Process Snapshots

PyDbg comes stocked with a very cool feature called process snapshotting. Using process snapshotting you are able to freeze a process, obtain all of its memory, and resume the process. At any later point you can revert the process to the point where the snapshot was taken. This can be quite handy when reverse engineering a binary or analyzing a crash.

Obtaining Process Snapshots

Our first step is to get an accurate picture of what the target process was up to at a precise moment. In order for the picture to be accurate, we need to first obtain all threads and their respective CPU contexts. As well, we need to obtain all of the process's memory pages and their contents. Once we have this information, it's just a matter of storing it for when we want to restore a snapshot.

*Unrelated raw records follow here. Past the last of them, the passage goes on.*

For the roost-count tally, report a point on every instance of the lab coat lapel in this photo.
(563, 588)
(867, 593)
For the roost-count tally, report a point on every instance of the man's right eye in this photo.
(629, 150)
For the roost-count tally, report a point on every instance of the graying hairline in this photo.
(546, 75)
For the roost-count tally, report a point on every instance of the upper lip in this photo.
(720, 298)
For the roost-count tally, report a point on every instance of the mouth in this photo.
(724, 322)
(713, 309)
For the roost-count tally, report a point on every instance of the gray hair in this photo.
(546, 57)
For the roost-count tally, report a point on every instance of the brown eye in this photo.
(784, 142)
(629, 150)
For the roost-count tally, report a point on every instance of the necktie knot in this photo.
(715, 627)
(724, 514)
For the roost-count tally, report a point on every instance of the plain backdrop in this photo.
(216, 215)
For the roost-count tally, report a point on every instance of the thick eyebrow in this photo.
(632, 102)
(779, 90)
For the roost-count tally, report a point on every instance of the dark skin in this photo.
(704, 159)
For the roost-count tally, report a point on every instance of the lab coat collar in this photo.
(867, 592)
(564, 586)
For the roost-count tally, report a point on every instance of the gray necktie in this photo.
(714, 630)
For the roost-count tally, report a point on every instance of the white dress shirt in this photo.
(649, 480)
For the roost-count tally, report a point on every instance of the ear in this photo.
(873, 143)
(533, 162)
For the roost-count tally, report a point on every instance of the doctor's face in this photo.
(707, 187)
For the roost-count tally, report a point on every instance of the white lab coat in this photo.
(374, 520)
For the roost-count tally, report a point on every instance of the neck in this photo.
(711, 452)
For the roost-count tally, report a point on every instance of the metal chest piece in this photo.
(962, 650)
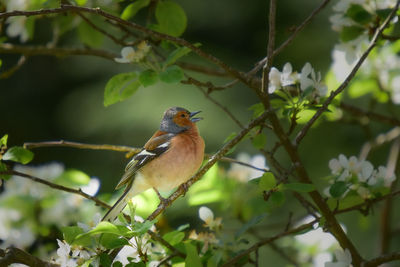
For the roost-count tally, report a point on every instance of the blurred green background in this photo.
(62, 98)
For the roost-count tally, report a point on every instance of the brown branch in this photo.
(289, 40)
(98, 202)
(15, 255)
(353, 72)
(7, 48)
(70, 8)
(213, 159)
(370, 114)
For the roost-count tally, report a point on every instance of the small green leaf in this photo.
(253, 221)
(120, 87)
(299, 187)
(257, 109)
(267, 181)
(112, 241)
(192, 256)
(171, 18)
(338, 189)
(148, 77)
(358, 14)
(3, 167)
(70, 232)
(105, 259)
(277, 198)
(174, 237)
(350, 33)
(18, 154)
(89, 36)
(131, 9)
(259, 140)
(172, 74)
(3, 140)
(73, 177)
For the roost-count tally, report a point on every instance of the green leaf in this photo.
(277, 198)
(171, 18)
(104, 228)
(350, 33)
(73, 177)
(3, 140)
(177, 54)
(120, 87)
(174, 237)
(259, 140)
(267, 181)
(192, 256)
(257, 109)
(112, 241)
(89, 36)
(18, 154)
(131, 9)
(70, 232)
(148, 77)
(358, 14)
(255, 220)
(172, 74)
(3, 167)
(338, 189)
(105, 259)
(299, 187)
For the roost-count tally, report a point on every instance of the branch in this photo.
(70, 8)
(15, 255)
(7, 48)
(353, 72)
(265, 241)
(213, 159)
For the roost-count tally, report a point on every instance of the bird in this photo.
(168, 159)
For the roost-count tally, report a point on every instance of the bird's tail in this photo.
(118, 207)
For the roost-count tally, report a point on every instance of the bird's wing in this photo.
(152, 149)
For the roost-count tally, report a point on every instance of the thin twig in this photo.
(344, 84)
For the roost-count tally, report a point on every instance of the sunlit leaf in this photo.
(131, 9)
(172, 74)
(299, 187)
(267, 181)
(171, 18)
(148, 77)
(192, 256)
(120, 86)
(18, 154)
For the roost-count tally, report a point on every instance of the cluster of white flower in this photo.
(130, 55)
(279, 80)
(359, 175)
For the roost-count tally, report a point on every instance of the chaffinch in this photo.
(169, 158)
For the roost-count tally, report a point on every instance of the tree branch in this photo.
(353, 72)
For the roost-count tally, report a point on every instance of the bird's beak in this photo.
(193, 114)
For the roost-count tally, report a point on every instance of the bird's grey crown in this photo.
(167, 123)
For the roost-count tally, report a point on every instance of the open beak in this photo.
(194, 114)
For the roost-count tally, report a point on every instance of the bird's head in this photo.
(176, 120)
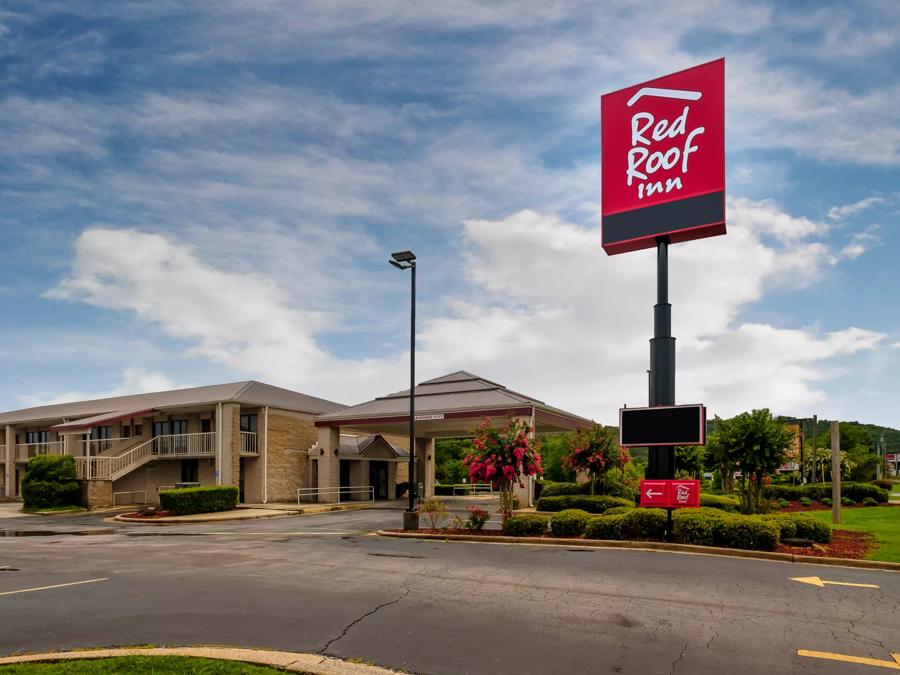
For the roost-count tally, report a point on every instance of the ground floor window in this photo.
(190, 471)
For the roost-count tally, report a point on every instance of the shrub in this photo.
(199, 500)
(810, 528)
(596, 504)
(50, 481)
(787, 526)
(605, 527)
(712, 527)
(525, 525)
(789, 492)
(615, 488)
(433, 511)
(551, 489)
(644, 524)
(569, 523)
(717, 502)
(477, 518)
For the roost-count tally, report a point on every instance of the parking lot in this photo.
(326, 583)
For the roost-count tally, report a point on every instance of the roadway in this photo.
(324, 583)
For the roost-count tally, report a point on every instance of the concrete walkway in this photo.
(289, 661)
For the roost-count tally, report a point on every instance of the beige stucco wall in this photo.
(291, 435)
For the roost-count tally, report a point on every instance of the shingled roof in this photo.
(248, 392)
(457, 392)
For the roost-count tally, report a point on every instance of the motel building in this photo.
(276, 445)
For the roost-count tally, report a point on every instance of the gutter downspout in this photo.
(218, 443)
(266, 455)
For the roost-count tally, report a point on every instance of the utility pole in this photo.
(836, 472)
(815, 445)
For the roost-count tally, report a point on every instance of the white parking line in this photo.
(46, 588)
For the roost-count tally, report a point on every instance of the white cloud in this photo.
(547, 313)
(841, 212)
(133, 381)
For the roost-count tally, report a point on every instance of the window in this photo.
(249, 422)
(101, 433)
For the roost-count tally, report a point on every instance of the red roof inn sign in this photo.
(663, 157)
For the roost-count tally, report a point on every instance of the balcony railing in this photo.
(248, 443)
(97, 446)
(185, 445)
(25, 451)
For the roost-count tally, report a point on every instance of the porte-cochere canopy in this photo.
(451, 407)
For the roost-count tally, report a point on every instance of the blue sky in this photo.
(197, 193)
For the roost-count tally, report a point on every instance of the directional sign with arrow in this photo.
(816, 581)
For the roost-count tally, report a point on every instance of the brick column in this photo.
(228, 460)
(329, 463)
(9, 472)
(425, 460)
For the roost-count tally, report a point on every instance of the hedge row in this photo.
(569, 523)
(633, 524)
(714, 527)
(50, 481)
(597, 504)
(525, 525)
(199, 500)
(818, 491)
(717, 502)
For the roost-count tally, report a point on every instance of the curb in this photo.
(187, 520)
(653, 546)
(289, 661)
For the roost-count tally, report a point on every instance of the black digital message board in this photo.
(662, 425)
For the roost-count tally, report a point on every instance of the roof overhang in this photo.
(82, 425)
(457, 424)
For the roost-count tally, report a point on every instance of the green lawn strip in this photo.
(883, 522)
(157, 665)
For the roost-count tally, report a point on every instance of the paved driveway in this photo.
(325, 584)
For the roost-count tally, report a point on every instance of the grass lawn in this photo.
(157, 665)
(882, 521)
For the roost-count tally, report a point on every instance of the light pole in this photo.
(406, 260)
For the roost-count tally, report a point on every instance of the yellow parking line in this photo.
(846, 658)
(46, 588)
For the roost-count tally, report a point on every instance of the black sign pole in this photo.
(661, 459)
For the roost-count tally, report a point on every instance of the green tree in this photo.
(755, 444)
(554, 447)
(690, 458)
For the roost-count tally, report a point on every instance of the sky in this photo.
(194, 193)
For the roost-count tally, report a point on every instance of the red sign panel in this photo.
(670, 494)
(663, 156)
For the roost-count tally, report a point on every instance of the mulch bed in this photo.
(844, 544)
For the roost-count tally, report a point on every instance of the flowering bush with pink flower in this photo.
(503, 457)
(595, 452)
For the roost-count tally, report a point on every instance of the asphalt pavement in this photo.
(324, 583)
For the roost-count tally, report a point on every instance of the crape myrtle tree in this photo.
(594, 452)
(503, 457)
(753, 443)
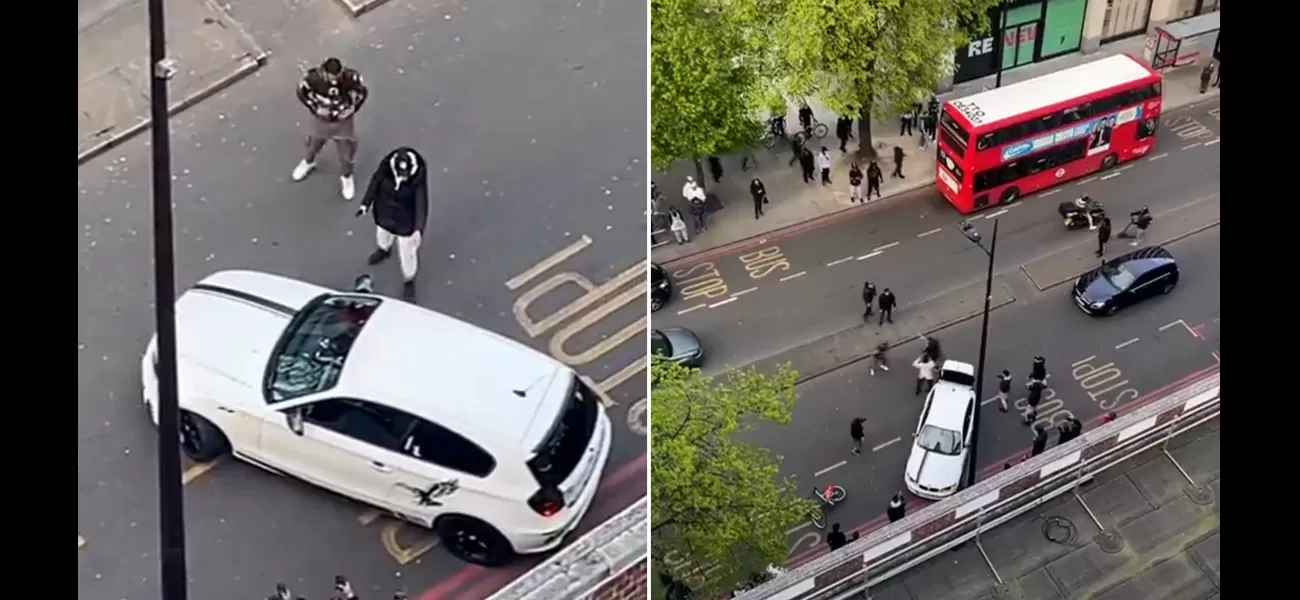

Before we can take the process snapshots, we have to suspend all threads of execution so that they don't change data or state while the snapshot is being taken. To suspend all threads in PyDbg, we use suspend_all_threads(), and to resume all the threads, we use the aptly named resume_all_threads(). Once we have suspended the threads, we simply make a call to process_snapshot(). This automatically fetches all of the contextual information about each thread and all memory at that precise moment. Once the snapshot is finished, we resume all of the threads. When we want to restore the process to the snapshot point, we suspend all of the threads, call process_restore(), and resume all of the threads. Once we resume the process, we should be back at our original snapshot point. Pretty neat, eh?

To try this out, let's use a simple example where we allow a user to hit a key to take a snapshot and hit a key again to restore the snapshot. Open a new Python file, call it snapshot.py, and enter the following code.

snapshot.py

  from pydbg  import *
  from pydbg.defines import *

  import threading
  import time
  import sys

  class snapshotter(object):

      def __init__(self,exe_path):

          self.exe_path     = exe_path
          self.pid          = None
          self.dbg          = None
          self.running      = True

          # Start the debugger thread, and loop until it sets the PID
          # of our target process
          pydbg_thread = threading.Thread(target=self.start_debugger)
          pydbg_thread.setDaemon(0)
          pydbg_thread.start()

          while self.pid == None:
              time.sleep(1)

         # We now have a PID and the target is running; let's get a
          # second thread running to do the snapshots
          monitor_thread = threading.Thread(target=self.monitor_debugger)
          monitor_thread.setDaemon(0)
          monitor_thread.start()

     def monitor_debugger(self):

          while self.running == True:

              input = raw_input("Enter: 'snap','restore' or 'quit'")
              input = input.lower().strip()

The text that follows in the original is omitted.